Economists have shown that family businesses that favor succession to blood relatives tend to perform worse after the transition.
The difference is that in business, the cost of the decision falls on those who make it. In politics, we all pay.
Stephens-Davidowitz concludes, “The data shows conclusively
that we have a nepotism problem. So now the question is: Why does the
modern United States tolerate this level of privilege for political name
brands?”
Indeed. How could this be? It
can't be nepotism in the same way that family businesses
tap relations to run the company — it's the voters who decide who wins
the next election. So how could equalitarian democracy, the great
leveller, the system that tells elementary students “you too could grow
up to be senator or president,” recreate dynastic political succession?
Well, the answer is that the promise is partially true: technically, any citizen can become a senator — Sen. Elizabeth Warren, he points out, is the daughter of a janitor — but you’re just 8,500 times more
likely to get there if your mom or dad was too. And, in part, it could
be that intelligence (or low cunning) is heritable and makes
politicians’ kids better at the game. But that doesn’t explain the
continued popularity of a figure like Robert F. Kennedy Jr., the dull
luminary of the anti-vaccine and “jail climate deniers” movements, who has clearly regressed to mean with a vengeance.
A better answer is that America's dynasties reveal something fundamental about politics: we do not have a meritocracy because democracy is not a good way to select rulers
(even if it is, as is so often said, the least worst way). Surveys show
conclusively that the electorate is wildly ill-informed about both the
candidates and the issues, as well as aggressively irrational about a
host of important economic, political, scientific, legal, and simply
factual issues. Controlled studies show that voters select candidates
for patently absurd reasons, like their height, weight, attractiveness,
and timbre of voice. And, in answer to
Stephens-Davidowitz’ last question, more than anything else, name recognition matters.
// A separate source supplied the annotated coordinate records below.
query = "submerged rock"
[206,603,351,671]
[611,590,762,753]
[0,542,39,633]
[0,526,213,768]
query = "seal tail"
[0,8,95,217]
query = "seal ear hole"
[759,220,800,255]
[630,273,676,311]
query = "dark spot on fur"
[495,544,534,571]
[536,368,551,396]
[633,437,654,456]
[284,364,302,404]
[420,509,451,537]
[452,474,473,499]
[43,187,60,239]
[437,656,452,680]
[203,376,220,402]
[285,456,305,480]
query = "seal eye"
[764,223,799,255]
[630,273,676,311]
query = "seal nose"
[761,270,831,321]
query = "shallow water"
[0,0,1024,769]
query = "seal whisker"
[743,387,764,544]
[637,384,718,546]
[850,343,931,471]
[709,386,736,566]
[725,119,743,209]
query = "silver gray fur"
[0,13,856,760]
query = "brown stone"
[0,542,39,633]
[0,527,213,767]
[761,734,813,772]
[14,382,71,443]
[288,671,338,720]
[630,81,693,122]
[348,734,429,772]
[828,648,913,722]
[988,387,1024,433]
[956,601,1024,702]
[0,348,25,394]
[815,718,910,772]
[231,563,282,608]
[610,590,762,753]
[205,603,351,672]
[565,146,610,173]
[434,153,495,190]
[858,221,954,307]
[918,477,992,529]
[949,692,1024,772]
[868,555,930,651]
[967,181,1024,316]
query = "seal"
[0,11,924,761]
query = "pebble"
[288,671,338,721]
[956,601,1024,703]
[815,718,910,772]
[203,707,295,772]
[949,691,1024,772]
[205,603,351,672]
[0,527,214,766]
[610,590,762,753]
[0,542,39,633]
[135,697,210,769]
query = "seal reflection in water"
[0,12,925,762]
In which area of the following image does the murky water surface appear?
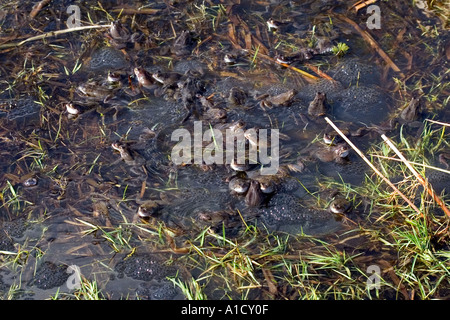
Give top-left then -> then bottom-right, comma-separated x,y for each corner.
0,1 -> 449,299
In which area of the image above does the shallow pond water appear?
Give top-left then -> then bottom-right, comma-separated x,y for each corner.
0,1 -> 449,300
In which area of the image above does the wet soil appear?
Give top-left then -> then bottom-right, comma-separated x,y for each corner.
0,1 -> 449,299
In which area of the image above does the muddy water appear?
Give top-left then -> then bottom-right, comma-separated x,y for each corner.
0,1 -> 448,299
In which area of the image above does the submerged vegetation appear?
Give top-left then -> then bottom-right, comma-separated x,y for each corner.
0,0 -> 450,300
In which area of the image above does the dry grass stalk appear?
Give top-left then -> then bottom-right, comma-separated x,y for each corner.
325,117 -> 424,217
370,154 -> 450,174
381,134 -> 450,218
338,14 -> 405,78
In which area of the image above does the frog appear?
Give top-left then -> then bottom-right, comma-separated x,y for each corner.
323,127 -> 377,145
223,53 -> 237,66
299,142 -> 350,164
253,175 -> 281,194
328,197 -> 351,214
203,107 -> 228,122
111,141 -> 146,174
64,102 -> 82,117
170,30 -> 192,56
196,210 -> 232,227
227,87 -> 247,106
152,70 -> 182,87
230,159 -> 256,172
105,20 -> 144,50
378,97 -> 423,134
137,200 -> 163,219
308,92 -> 327,118
399,97 -> 420,122
245,180 -> 266,207
274,48 -> 313,65
109,20 -> 130,42
256,89 -> 297,108
77,82 -> 116,103
228,175 -> 250,195
133,67 -> 156,89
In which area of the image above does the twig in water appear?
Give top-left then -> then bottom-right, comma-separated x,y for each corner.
0,24 -> 111,49
325,117 -> 424,217
381,134 -> 450,218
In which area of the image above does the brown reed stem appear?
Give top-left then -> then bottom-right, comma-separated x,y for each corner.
381,134 -> 450,218
325,117 -> 424,217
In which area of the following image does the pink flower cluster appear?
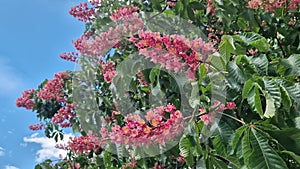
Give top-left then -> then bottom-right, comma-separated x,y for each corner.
69,2 -> 96,22
110,6 -> 140,22
29,123 -> 45,131
130,31 -> 214,80
66,131 -> 107,154
59,52 -> 78,62
199,101 -> 236,125
122,158 -> 137,169
206,0 -> 216,16
100,62 -> 117,83
248,0 -> 300,12
16,89 -> 34,110
73,7 -> 144,57
37,72 -> 68,102
110,104 -> 183,146
51,103 -> 75,128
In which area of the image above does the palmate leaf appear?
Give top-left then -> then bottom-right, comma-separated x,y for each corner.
282,82 -> 300,103
247,84 -> 264,118
179,135 -> 194,166
243,128 -> 288,169
280,54 -> 300,76
219,35 -> 235,67
263,77 -> 281,108
233,32 -> 269,52
227,62 -> 245,84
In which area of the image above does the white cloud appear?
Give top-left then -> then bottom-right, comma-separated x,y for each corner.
0,57 -> 21,93
23,133 -> 73,162
5,165 -> 19,169
0,147 -> 5,157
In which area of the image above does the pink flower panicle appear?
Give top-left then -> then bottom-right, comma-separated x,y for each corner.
28,123 -> 45,131
122,158 -> 137,169
16,89 -> 35,110
110,6 -> 140,22
153,162 -> 165,169
110,105 -> 183,146
100,62 -> 117,83
206,0 -> 216,16
51,103 -> 75,128
77,9 -> 144,57
248,0 -> 300,12
69,2 -> 96,22
67,131 -> 107,154
59,52 -> 78,62
130,31 -> 214,80
37,72 -> 68,102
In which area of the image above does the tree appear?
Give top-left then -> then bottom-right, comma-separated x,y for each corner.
17,0 -> 300,169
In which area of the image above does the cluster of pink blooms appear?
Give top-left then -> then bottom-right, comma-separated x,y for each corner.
62,131 -> 107,154
59,52 -> 78,62
130,31 -> 214,80
51,103 -> 75,128
137,71 -> 149,86
100,62 -> 117,83
122,158 -> 137,169
110,6 -> 140,22
153,162 -> 165,169
110,104 -> 183,146
69,2 -> 96,22
206,0 -> 216,16
73,7 -> 144,57
248,0 -> 300,12
29,123 -> 45,131
89,0 -> 103,6
37,72 -> 69,102
199,101 -> 236,125
16,89 -> 34,110
167,0 -> 177,7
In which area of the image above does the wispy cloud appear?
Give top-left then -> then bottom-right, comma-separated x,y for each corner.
23,133 -> 73,162
0,147 -> 5,157
5,165 -> 19,169
0,56 -> 21,94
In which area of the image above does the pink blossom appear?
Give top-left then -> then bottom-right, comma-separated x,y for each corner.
69,2 -> 96,22
59,52 -> 78,62
51,103 -> 75,128
110,6 -> 140,22
226,102 -> 236,110
37,72 -> 68,102
29,123 -> 45,131
67,131 -> 107,154
100,62 -> 117,83
16,89 -> 35,110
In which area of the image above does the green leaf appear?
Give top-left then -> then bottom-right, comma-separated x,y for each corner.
281,150 -> 300,164
249,54 -> 269,75
279,84 -> 292,112
283,82 -> 300,103
242,79 -> 254,99
179,135 -> 194,166
231,126 -> 248,154
227,62 -> 245,84
233,32 -> 269,52
248,128 -> 288,169
264,95 -> 276,118
267,128 -> 300,155
280,54 -> 300,76
247,85 -> 264,118
263,77 -> 281,108
219,35 -> 235,67
236,55 -> 258,77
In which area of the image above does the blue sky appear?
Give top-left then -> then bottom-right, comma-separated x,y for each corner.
0,0 -> 84,169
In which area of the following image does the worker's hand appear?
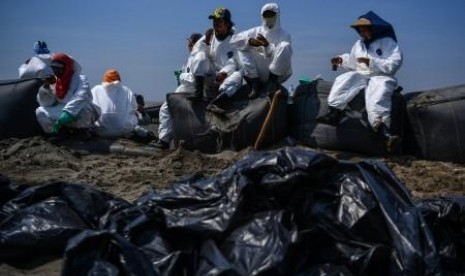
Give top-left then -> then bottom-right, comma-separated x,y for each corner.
204,28 -> 215,45
42,75 -> 56,86
257,34 -> 270,47
357,58 -> 370,66
331,57 -> 342,66
216,72 -> 228,84
52,111 -> 76,134
248,38 -> 263,47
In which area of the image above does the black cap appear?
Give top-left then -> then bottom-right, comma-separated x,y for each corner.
187,33 -> 202,43
208,8 -> 231,21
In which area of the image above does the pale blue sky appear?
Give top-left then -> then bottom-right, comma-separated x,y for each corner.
0,0 -> 465,100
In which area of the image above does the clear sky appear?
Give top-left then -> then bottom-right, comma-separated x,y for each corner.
0,0 -> 465,100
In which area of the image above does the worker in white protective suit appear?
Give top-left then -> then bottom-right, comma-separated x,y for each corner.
36,53 -> 100,140
192,8 -> 242,112
91,69 -> 154,142
18,41 -> 53,79
231,3 -> 292,98
150,33 -> 202,149
317,11 -> 402,150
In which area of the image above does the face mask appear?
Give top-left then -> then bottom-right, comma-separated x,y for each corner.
103,81 -> 119,92
263,16 -> 276,29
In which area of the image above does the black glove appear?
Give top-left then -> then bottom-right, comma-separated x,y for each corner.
204,28 -> 214,45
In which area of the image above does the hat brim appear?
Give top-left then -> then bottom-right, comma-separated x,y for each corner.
350,18 -> 371,28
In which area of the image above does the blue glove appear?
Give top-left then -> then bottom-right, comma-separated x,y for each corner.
52,111 -> 76,134
174,70 -> 182,86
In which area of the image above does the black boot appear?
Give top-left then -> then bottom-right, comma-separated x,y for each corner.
194,76 -> 205,99
207,92 -> 228,114
265,73 -> 279,96
380,123 -> 400,153
316,106 -> 344,126
245,77 -> 262,99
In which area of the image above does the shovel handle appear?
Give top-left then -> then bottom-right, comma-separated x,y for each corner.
254,89 -> 282,150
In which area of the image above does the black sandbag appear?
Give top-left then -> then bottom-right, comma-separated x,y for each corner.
167,86 -> 287,153
0,79 -> 43,139
0,182 -> 127,261
289,80 -> 405,156
404,85 -> 465,163
417,197 -> 465,275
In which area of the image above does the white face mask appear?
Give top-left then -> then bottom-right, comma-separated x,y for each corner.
102,81 -> 120,92
262,16 -> 276,29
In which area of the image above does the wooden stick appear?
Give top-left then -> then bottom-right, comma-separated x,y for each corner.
254,89 -> 282,150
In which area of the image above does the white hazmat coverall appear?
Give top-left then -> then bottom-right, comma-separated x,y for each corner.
158,45 -> 199,143
36,61 -> 100,133
18,54 -> 53,79
231,3 -> 292,83
191,32 -> 242,96
92,81 -> 138,137
328,37 -> 402,128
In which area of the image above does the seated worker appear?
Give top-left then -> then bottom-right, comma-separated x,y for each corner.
191,8 -> 242,106
36,53 -> 100,138
150,33 -> 202,149
18,41 -> 53,79
91,69 -> 154,142
317,11 -> 402,149
231,3 -> 292,98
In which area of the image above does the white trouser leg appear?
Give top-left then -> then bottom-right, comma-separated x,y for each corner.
365,76 -> 397,128
269,42 -> 292,82
158,102 -> 173,143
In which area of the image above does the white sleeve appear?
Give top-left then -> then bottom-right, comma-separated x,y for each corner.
370,38 -> 402,75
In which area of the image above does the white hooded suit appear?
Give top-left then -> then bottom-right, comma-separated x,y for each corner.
328,26 -> 402,128
231,3 -> 292,82
92,81 -> 138,137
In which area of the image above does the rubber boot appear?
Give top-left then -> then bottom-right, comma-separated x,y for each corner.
381,123 -> 400,153
245,77 -> 261,99
316,106 -> 344,126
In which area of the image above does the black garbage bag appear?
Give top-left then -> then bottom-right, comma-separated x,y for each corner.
417,197 -> 465,275
0,79 -> 43,139
167,85 -> 287,153
289,80 -> 405,156
103,204 -> 194,275
0,182 -> 128,261
62,230 -> 159,276
0,148 -> 465,275
196,211 -> 297,275
404,84 -> 465,163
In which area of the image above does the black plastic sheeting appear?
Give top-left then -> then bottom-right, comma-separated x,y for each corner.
0,79 -> 43,139
0,148 -> 465,275
289,80 -> 405,156
167,85 -> 287,153
404,85 -> 465,163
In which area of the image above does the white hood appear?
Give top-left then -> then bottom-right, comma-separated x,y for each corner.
260,3 -> 281,31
What makes politics so futile is not that the national
electorate improbably keeps landing on the same few families, decade
after decade. Rather, it’s that the voters keep supporting the same dumb
policies.
We don't need a rule to prevent political power from passed
down through families. The rules that govern what people can do
with elected office matter far more than who sits there. We need, as
comedian Penn Jillette once said, to give politicians so little power that it doesn't matter who they are — rather than so much power that it doesn't matter who they are.